Many pathologists had their dieners do the gross cutting-the Y-incision, and the ear-to-ear over-the-top-of-the-head incision to get at the skull-but not Merrill, of course. He preferred to do it all himself, so once Rajiv had placed a support block under the back of Joey’s head and turned on the hanging microphone to record their observations, the diener stepped away from the table, awaiting further instructions.
“Well, let’s see what we have,” Merrill said happily. Gideon half expected him to rub his hands together, but with his arms remaining folded, he peered long and hard at Joey’s head. “What do you think?”
Until that moment, Gideon hadn’t looked directly at Joey’s face, but now he did. It helped, he found, that Joey didn’t look much like Joey anymore. In addition to the puffiness and distortion that went with death from cranial blunt-force trauma, on his face had blossomed a pair of bilateral periorbital hematomas-spectacular, purplish, shiny black eyes, which were known in the trade as “raccoon eyes,” and for good reason. Huge and round, blackening both his upper and lower eyelids, swelling them closed, and as dark as stage makeup, they made it look as if he were wearing a strange, pale face mask with black holes cut out for the eyes.

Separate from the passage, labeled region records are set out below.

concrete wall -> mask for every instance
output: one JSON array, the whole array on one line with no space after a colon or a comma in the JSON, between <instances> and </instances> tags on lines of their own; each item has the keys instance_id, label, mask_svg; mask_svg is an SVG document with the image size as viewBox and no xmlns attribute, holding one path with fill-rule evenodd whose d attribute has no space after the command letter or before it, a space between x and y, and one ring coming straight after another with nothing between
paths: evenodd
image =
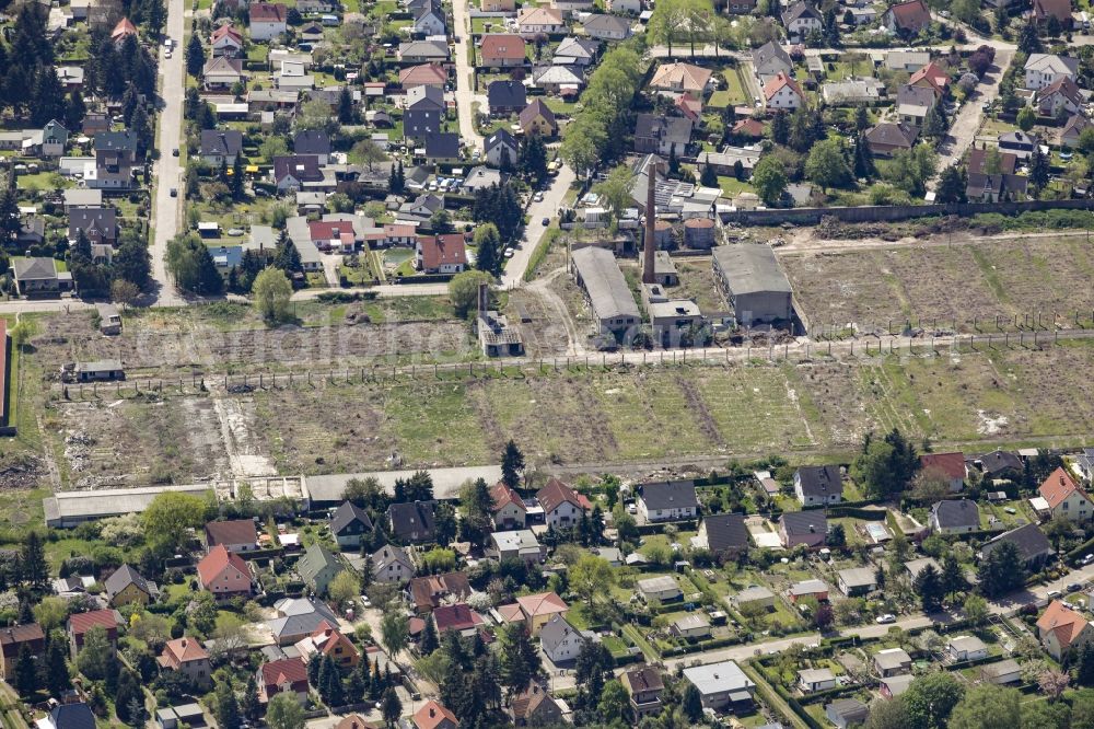
<instances>
[{"instance_id":1,"label":"concrete wall","mask_svg":"<svg viewBox=\"0 0 1094 729\"><path fill-rule=\"evenodd\" d=\"M886 222L928 216L967 218L981 212L1017 215L1032 210L1094 210L1094 199L1029 200L1026 202L982 202L950 205L886 205L861 208L794 208L791 210L738 210L725 216L725 222L750 225L776 225L783 222L815 225L830 216L843 222Z\"/></svg>"}]
</instances>

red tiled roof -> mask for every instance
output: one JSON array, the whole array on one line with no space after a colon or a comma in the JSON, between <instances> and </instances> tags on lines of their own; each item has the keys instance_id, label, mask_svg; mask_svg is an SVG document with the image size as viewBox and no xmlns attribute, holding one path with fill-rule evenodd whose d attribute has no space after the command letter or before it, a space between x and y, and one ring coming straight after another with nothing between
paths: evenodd
<instances>
[{"instance_id":1,"label":"red tiled roof","mask_svg":"<svg viewBox=\"0 0 1094 729\"><path fill-rule=\"evenodd\" d=\"M764 99L770 101L784 86L790 86L798 94L799 99L805 99L805 94L802 93L802 88L798 85L798 82L782 71L779 71L773 79L764 84Z\"/></svg>"},{"instance_id":2,"label":"red tiled roof","mask_svg":"<svg viewBox=\"0 0 1094 729\"><path fill-rule=\"evenodd\" d=\"M570 610L570 605L566 604L566 601L554 592L526 594L517 598L516 602L521 605L524 613L528 615L528 617L535 617L536 615L554 615L555 613L565 613Z\"/></svg>"},{"instance_id":3,"label":"red tiled roof","mask_svg":"<svg viewBox=\"0 0 1094 729\"><path fill-rule=\"evenodd\" d=\"M455 605L441 605L433 611L433 622L437 624L437 632L466 630L476 625L482 624L482 616L470 609L467 603Z\"/></svg>"},{"instance_id":4,"label":"red tiled roof","mask_svg":"<svg viewBox=\"0 0 1094 729\"><path fill-rule=\"evenodd\" d=\"M172 666L182 666L190 661L200 661L209 658L209 652L201 647L197 638L175 638L168 640L163 647L163 658L166 658Z\"/></svg>"},{"instance_id":5,"label":"red tiled roof","mask_svg":"<svg viewBox=\"0 0 1094 729\"><path fill-rule=\"evenodd\" d=\"M1045 614L1037 620L1037 629L1043 633L1055 633L1061 649L1067 649L1082 634L1086 625L1086 618L1060 600L1054 600Z\"/></svg>"},{"instance_id":6,"label":"red tiled roof","mask_svg":"<svg viewBox=\"0 0 1094 729\"><path fill-rule=\"evenodd\" d=\"M462 233L419 235L418 243L421 245L421 261L426 269L467 264L467 248Z\"/></svg>"},{"instance_id":7,"label":"red tiled roof","mask_svg":"<svg viewBox=\"0 0 1094 729\"><path fill-rule=\"evenodd\" d=\"M544 511L547 513L550 513L567 501L580 509L586 508L585 504L589 502L589 500L585 499L583 504L582 499L579 498L578 493L560 482L558 478L551 478L548 481L547 485L540 488L536 494L536 498L539 499L539 506L542 506Z\"/></svg>"},{"instance_id":8,"label":"red tiled roof","mask_svg":"<svg viewBox=\"0 0 1094 729\"><path fill-rule=\"evenodd\" d=\"M249 574L247 563L243 560L243 557L234 552L229 552L228 547L223 544L218 544L210 549L209 554L198 563L198 579L201 580L202 587L208 587L229 565L232 565L244 575Z\"/></svg>"},{"instance_id":9,"label":"red tiled roof","mask_svg":"<svg viewBox=\"0 0 1094 729\"><path fill-rule=\"evenodd\" d=\"M1083 498L1090 499L1083 489L1079 488L1079 484L1075 479L1071 477L1067 471L1062 467L1054 471L1045 483L1040 485L1040 495L1046 501L1048 501L1048 508L1055 509L1057 506L1062 504L1069 496L1079 491Z\"/></svg>"},{"instance_id":10,"label":"red tiled roof","mask_svg":"<svg viewBox=\"0 0 1094 729\"><path fill-rule=\"evenodd\" d=\"M229 36L229 37L231 37L231 38L233 38L236 43L238 43L241 45L243 44L243 34L240 33L238 31L236 31L235 27L231 23L228 23L225 25L221 25L216 31L213 31L212 32L212 36L210 37L209 42L210 43L217 43L218 40L220 40L221 38L223 38L225 35Z\"/></svg>"},{"instance_id":11,"label":"red tiled roof","mask_svg":"<svg viewBox=\"0 0 1094 729\"><path fill-rule=\"evenodd\" d=\"M113 610L93 610L90 613L77 613L69 616L69 627L73 635L83 635L98 626L106 630L118 628L118 617Z\"/></svg>"},{"instance_id":12,"label":"red tiled roof","mask_svg":"<svg viewBox=\"0 0 1094 729\"><path fill-rule=\"evenodd\" d=\"M505 33L484 35L482 58L521 60L524 58L524 38Z\"/></svg>"},{"instance_id":13,"label":"red tiled roof","mask_svg":"<svg viewBox=\"0 0 1094 729\"><path fill-rule=\"evenodd\" d=\"M964 453L923 453L919 456L923 471L933 468L944 473L950 478L965 477Z\"/></svg>"},{"instance_id":14,"label":"red tiled roof","mask_svg":"<svg viewBox=\"0 0 1094 729\"><path fill-rule=\"evenodd\" d=\"M432 698L426 702L426 704L415 711L414 724L418 729L437 729L445 720L451 721L453 725L458 725L456 721L456 715L444 708Z\"/></svg>"}]
</instances>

His hair, so colorless and fine to begin with, had been rinsed by Rajiv under the faucet at one end of the autopsy table and was still damp, so that it seemed limper and sadder than ever. High on the back of his head, about two inches up from the part of the scalp overlying what anthropologists called “lambda”-the Y-shaped juncture where the two parietals meet the occipital bone-a circular area three or four inches in diameter had been shaved, the better to show a gaping, star-shaped laceration where his scalp had split open.